In recent years, “resistance” has been recognized and talked about in more positive terms by some factions of counsellors, psychologists, community and human service workers, and psychiatrists. This is in part thanks to the important, paradigm-shifting work of folks like Allan Wade, and the Centre for Response-Based Practice, as well as Solution-Focused pioneer Steve DeShazer, and Narrative therapists like Stephen Madigan. When I hear stories of resistance from my clients, I hear accounts of the ways they minimize their exposure to, and survive adverse experiences. This may be in times when someone is subjected to violence, abuse, humiliation, or some other form of mistreatment, or when someone is dealing with a more private concern or issue. Whatever the case, I use the term “resistance” to refer to the life-affirming ways people get by in the world.
Contrary to popular belief, resistance is rarely comprised of visible, tangible actions. In fact, out of necessity, it’s often invisible to anyone outside the person doing it. Using violence as an example, almost any time someone does harm to another person, they act in ways to suppress resistance. Many of us have heard stories of bad things happening to people, who supposedly did “nothing” to stop them. The reality is, anyone in a bad situation actively responds in ways that mitigates the harm done to them and upholds their dignity – even if they can’t physically stop the other person or force acting against them. Emotional responses and thoughts are among the most telling acts of resistance because they are unstoppable. No matter what might happen to our physical bodies, nothing can stop the invisible actions we take within the privacy of our minds.
Our feelings in response to adversity speak volumes to the extent to which we care about our wellbeing. For example, someone’s depression or sadness in response to mistreatment at work or school may contain an implicit preference for better treatment. Or someone’s anxiety around going out in public may be related to a time they were humiliated or assaulted, which could allude to an implicit preference for safety. In spirit, the responses in both these examples serve life-affirming purposes - resistance against some form of adversity. Of course, our responses and resistance may be just as complex as the situations we face in life, and aren’t necessarily so cut and dry. Nonetheless, I consider any emotional complaint or physical action for the purpose of creating safety, minimizing harm, upholding dignity, or protecting others to be inherently positive acts of resistance.

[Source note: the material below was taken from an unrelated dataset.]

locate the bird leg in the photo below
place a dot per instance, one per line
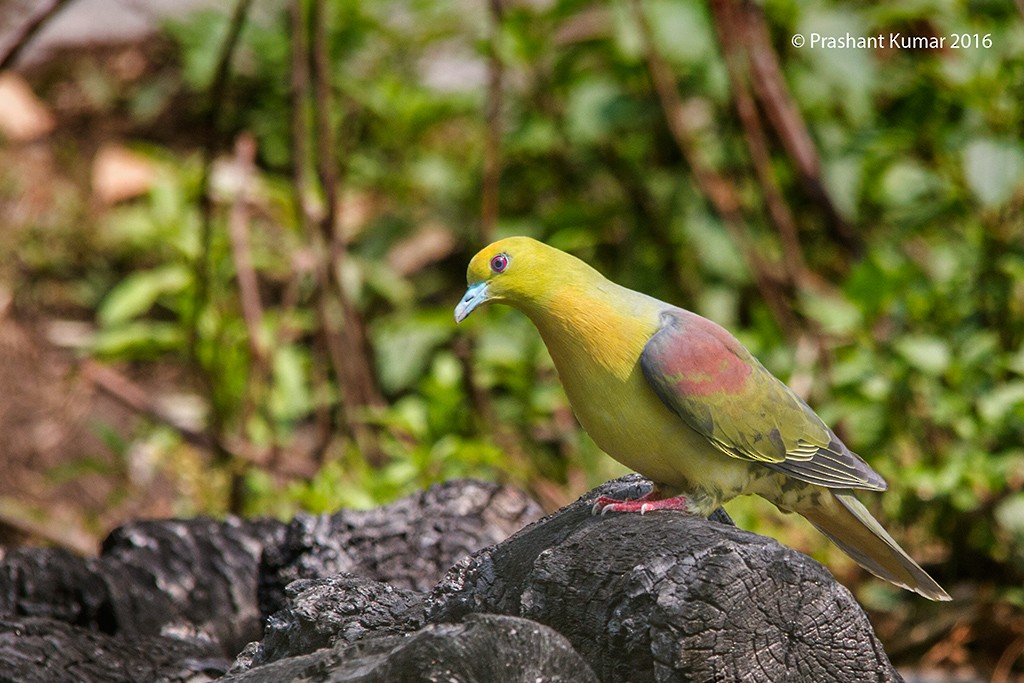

Some questions to help bring your accounts of resistance to the forefront could be:
- When something bad or harmful happened to you, what did you do?
- How did you feel? What did you notice in your body?
- What might your emotional response say about your position on things like that happening to you?
- If you’ve ever known anyone else whose dealt with something similar, how have you responded to them?
- Why do you think you responded that way, and how did you know to do that?